Grescoe argues that it doesn’t have to be like this: 
“Done right, public transport can be faster, more comfortable, and cheaper than the private automobile. In Shanghai, German-made magnetic levitation trains skim over elevated tracks at 266 miles an hour, whisking people to the airport at a third of the speed of sound. In provincial French towns, electric-powered streetcars run silently on rubber tires, sliding through narrow streets along a single guide rail set into cobblestones. From Spain to Sweden, Wi-Fi equipped high-speed trains seamlessly connect with highly ramified metro networks, allowing commuters to work on laptops as they prepare for same-day meetings in once distant capital cities. In Latin America, China, and India, working people board fast-loading buses that move like subway trains along dedicated busways, leaving the sedans and SUVs of the rich mired in dawn-to-dusk traffic jams. And some cities have transformed their streets into cycle-path freeways, making giant strides in public health and safety and the sheer livability of their neighborhoods — in the process turning the workaday bicycle into a viable form of mass transit.”
Bus rider's pass in hand-made brocade ID pouch on laniard
Hand-made brocade ID pouch
on lanyard holds my bus rider’s pass
As someone who abandoned automobile use in favor of public transit, I appreciate the optimism with which Grescoe approaches his subject. Rising gas prices made auto commuting unaffordable and, at the same time, I wanted to reduce my impact on the environment.
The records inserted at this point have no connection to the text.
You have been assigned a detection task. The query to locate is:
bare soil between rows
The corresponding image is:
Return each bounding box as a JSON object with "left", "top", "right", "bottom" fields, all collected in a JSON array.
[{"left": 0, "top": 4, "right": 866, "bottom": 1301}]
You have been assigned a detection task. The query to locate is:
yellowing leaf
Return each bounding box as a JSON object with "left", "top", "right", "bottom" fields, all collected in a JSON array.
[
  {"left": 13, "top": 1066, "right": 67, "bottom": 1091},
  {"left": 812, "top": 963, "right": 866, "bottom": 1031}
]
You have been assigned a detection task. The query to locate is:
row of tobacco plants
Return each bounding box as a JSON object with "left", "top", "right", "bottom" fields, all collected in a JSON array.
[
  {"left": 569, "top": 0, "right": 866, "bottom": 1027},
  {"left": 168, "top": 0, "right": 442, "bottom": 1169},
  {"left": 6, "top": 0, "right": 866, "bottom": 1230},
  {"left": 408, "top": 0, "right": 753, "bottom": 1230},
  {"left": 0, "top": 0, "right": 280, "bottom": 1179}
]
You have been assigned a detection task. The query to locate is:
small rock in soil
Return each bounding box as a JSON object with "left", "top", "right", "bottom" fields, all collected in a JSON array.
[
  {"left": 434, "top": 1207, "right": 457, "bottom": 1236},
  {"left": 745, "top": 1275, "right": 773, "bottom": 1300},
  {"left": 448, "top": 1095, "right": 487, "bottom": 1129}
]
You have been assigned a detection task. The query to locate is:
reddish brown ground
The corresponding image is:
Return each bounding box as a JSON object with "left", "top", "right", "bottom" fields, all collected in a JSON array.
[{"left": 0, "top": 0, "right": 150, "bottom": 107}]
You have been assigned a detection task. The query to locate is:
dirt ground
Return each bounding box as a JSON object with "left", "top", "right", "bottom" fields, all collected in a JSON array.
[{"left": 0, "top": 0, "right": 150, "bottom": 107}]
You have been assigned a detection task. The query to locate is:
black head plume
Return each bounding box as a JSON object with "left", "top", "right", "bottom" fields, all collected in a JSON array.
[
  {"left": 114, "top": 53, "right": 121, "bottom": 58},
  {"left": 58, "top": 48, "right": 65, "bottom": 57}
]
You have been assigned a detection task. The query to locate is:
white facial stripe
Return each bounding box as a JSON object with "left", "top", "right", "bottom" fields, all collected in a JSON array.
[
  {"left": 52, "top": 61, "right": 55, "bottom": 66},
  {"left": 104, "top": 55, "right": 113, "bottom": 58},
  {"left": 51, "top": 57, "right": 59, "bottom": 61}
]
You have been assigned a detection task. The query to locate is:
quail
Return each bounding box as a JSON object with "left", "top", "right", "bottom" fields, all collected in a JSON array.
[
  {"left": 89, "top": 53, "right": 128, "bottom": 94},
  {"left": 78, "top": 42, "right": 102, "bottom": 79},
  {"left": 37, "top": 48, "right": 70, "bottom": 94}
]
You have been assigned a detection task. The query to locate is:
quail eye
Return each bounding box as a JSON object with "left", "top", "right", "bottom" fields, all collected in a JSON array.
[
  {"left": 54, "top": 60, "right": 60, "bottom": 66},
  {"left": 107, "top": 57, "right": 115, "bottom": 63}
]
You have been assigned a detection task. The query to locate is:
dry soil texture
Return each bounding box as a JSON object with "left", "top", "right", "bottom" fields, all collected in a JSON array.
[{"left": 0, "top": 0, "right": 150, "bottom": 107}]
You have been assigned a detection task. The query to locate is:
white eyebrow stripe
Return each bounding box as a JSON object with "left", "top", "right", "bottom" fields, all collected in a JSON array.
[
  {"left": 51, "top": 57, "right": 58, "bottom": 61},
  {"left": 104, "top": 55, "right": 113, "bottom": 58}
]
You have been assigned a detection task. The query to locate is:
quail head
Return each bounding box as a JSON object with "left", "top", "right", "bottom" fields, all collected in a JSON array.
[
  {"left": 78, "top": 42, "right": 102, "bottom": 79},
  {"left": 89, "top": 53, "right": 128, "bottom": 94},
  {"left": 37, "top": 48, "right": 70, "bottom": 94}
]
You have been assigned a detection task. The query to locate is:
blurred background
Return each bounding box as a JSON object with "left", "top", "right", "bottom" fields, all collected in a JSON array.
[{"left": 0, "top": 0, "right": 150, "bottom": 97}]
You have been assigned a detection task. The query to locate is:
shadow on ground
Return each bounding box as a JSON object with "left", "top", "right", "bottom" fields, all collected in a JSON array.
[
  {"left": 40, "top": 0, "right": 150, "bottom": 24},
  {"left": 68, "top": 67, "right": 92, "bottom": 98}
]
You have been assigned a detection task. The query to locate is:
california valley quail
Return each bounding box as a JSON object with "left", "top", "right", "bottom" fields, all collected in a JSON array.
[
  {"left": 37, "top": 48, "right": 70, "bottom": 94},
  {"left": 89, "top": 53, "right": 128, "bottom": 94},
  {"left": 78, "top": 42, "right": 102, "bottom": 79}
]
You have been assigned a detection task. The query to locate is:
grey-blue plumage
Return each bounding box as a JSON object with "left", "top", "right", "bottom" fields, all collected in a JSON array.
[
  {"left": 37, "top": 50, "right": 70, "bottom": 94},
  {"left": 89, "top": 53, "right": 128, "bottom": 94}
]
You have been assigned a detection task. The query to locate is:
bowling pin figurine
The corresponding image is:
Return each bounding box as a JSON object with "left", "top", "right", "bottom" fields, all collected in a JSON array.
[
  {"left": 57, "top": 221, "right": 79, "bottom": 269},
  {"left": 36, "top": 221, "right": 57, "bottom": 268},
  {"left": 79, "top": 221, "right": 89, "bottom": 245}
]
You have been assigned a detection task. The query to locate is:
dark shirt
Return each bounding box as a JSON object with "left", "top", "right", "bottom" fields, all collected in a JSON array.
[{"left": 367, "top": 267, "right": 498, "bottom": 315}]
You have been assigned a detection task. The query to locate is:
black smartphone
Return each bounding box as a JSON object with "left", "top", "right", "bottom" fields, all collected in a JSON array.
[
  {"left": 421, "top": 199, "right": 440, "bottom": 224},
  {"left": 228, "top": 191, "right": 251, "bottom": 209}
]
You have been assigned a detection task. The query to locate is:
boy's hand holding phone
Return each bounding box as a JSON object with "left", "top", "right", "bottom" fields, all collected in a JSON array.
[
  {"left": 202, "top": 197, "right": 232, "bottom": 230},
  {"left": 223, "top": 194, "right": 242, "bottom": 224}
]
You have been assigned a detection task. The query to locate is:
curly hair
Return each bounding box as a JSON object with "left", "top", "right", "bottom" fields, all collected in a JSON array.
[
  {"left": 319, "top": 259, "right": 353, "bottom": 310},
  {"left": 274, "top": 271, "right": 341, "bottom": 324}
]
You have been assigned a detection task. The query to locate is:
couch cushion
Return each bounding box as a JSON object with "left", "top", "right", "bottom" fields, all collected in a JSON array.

One of the best investments my family makes each month is my Lake Transit rider’s pass.

According to Grescoe, a revolution is going on in the way people travel: “It is rewriting the DNA of formerly car-centered cities, making the streets better places to be, and restoring something cities sorely need: real public space.”

I am proud to be a part of that revolution.

Read the excerpt from Grescoe’s book at http://www.utne.com/print-article.aspx?id=2147493211.

Straphanger can be found through the combined catalog system of our Lake, Mendocino and Sonoma County libraries. Copies are shelved at the Lakeport and Petaluma libraries (388.4 GRESCOE).